Back in Brooklyn and controversy: uproar over the gassing of 290 Canada geese in Prospect Park.
I believe in a personal, emotional connection to wildness; I think this is profoundly important, but, like most things emotional, it can be carried too far. Into the realm of obsession, of people who think they are the caretakers of wild animals. Or that wild animals are their “pets” – yes, someone on the Prospect Park Facebook page said that the geese were the pets of children who didn’t have dogs or cats at home. This is Grizzly Man territory, very much the wrong way to relate to nature. Every feeder of garbage bread to waterfowl is part of the problem. Equally, the celebrants of the destruction, and there are plenty of them (the internet doth bring out the best in peeps, doesn’t it?) show their deformed perspective.

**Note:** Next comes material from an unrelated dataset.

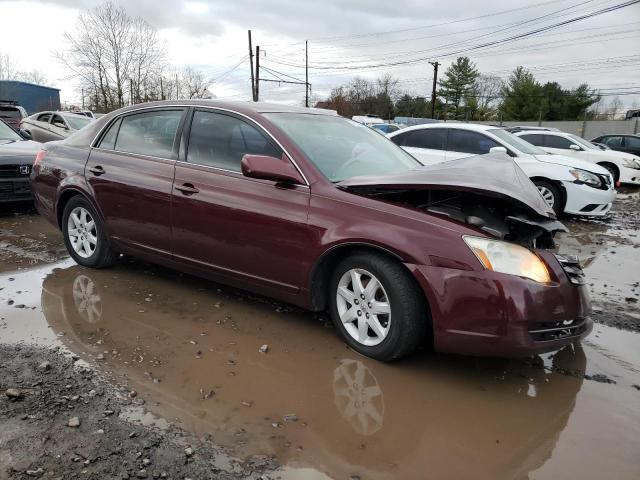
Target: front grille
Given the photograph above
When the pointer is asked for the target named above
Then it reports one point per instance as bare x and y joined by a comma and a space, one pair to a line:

I think it is important to remember that the geese are an introduced, invasive species. They out-compete native species and transform habitat to their own ends, narrowing the range of what else can thrive in the environment, limiting biodiversity. Like house sparrows and starlings, also introduced species, Canada gees thrive in the human context — in this case, our lawns, golf courses, and parks. They will be back in the park very soon, filling the niche we’ve made for them. This is bad news for other species, but unfortunately less glamorous, less cute, less tame species haven’t captured the hearts of the children. Prospect Park is home (permanently and temporarily) to about two hundred species of birds, something lost in this controversy.
The radical human transformation of the wild means that we sometimes have to make hard, perhaps impossible, decisions about managing wildness, because frankly, and tragically, all wildness is now at the mercy of humanity. Prospect Park is only a microcosm of the world we have made. Hysteria, misinformation, and delusions don’t help.